The new ‘one stop shop’ pilot, funded by NHS England, is being trialled at 15 NHS hospitals with a pilot set to begin at the Leeds Teaching Hospitals early next year, with around 100 men expected to benefit.
If the AI-Software finds a scan to be of high risk, it will be sent to a radiologist for priority review and the patient will be booked in for a biopsy the same day.
This helps doctors either potentially give an all clear the same day or confirm a cancer diagnosis a few days later following review.
If the trial is successful and the pathway can be rolled out widely across the NHS in future, it could lead to thousands being diagnosed and treated sooner.
The trial is done using an AI software Pi, developed by Lucida Medical.
As per Prostate Cancer UK, one in eight men will develop prostate cancer.

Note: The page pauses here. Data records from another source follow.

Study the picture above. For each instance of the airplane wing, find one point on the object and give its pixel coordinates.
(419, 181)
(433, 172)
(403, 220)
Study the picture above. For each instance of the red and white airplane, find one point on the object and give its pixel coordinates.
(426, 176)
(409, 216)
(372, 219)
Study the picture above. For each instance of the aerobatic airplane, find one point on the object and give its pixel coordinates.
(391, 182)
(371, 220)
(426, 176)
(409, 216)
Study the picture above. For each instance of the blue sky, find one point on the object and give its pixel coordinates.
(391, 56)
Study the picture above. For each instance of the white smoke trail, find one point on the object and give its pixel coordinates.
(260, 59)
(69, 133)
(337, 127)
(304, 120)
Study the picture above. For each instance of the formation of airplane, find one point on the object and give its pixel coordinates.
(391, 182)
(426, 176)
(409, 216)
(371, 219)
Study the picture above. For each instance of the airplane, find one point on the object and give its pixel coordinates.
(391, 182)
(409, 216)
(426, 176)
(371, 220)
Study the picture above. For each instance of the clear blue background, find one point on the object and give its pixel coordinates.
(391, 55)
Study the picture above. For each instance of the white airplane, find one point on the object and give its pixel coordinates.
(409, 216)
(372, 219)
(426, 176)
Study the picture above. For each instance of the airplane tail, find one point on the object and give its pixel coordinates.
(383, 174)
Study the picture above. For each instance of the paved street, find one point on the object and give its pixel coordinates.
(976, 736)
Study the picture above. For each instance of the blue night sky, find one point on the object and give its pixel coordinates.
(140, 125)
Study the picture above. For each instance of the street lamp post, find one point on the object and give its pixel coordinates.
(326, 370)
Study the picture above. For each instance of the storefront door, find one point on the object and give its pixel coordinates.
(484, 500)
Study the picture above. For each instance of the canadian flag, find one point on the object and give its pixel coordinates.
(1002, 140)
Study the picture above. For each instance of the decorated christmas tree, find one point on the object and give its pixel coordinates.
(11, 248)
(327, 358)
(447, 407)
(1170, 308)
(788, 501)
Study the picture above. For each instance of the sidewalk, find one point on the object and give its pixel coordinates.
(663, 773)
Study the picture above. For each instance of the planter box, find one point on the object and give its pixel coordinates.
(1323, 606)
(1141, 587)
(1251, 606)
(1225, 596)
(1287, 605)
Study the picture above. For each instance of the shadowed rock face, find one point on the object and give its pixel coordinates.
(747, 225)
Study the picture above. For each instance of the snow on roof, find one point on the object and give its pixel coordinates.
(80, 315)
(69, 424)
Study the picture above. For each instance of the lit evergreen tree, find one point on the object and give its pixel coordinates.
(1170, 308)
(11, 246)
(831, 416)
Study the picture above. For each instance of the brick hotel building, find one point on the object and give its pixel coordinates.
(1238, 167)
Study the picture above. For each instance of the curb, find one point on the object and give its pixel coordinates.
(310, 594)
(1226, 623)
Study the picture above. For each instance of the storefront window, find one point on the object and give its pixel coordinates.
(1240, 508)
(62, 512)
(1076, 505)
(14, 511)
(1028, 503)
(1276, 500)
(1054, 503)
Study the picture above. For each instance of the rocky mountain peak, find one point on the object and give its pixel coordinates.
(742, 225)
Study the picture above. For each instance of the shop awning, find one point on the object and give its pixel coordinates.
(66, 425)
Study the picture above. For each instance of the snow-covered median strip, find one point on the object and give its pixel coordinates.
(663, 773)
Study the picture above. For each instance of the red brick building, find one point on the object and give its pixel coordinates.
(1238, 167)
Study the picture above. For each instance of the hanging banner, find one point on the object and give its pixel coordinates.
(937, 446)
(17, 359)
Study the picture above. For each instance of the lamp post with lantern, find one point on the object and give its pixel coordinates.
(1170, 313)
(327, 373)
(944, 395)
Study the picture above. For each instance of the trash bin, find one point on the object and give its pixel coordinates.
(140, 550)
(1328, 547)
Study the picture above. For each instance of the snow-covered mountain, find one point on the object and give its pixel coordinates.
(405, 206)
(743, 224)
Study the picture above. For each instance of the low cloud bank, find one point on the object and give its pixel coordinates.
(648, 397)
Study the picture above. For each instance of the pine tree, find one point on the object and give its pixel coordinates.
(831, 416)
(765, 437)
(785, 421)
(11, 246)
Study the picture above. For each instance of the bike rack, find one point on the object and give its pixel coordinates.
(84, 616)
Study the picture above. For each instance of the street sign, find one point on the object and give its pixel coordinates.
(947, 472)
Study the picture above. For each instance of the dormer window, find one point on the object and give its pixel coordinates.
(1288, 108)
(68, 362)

The National Prostate Cancer Audit reported 58,218 prostate cancer cases in England in 2024, over 5,000 more than the previous year.
It has now overtaken breast cancer as the most commonly diagnosed disease in the UK.
Health secretary Wes Streeting said, “By harnessing the power of technology we are revolutionising our NHS,” as he called the long wait time for the patients “needlessly distressing”.
Current guidelines recommend an MRI and biopsy within a week of urgent GP referral, though waits often extend due to limited radiologist capacity.
Unlike breast cancer, prostate cancer does not have a national screening programme.
The new technology could save men "prolonged anxiety and the bother of hospital trips, while also increasing capacity for our hard-working NHS workforce," commented Amy Rylance, assistant director of health improvement at Prostate Cancer UK.
Professor Peter Johnson, NHS National clinical director for Cancer said, “As with all cancers, speed is crucial – the quicker the diagnosis, the sooner treatment can begin and help give the best chance of treatment being successful for patients and their families.”
The project is one of seven innovative pilots backed by a £14 million investment aimed to improve the early detection of cancer, as part of the NHS Cancer Programme Innovation Open Call.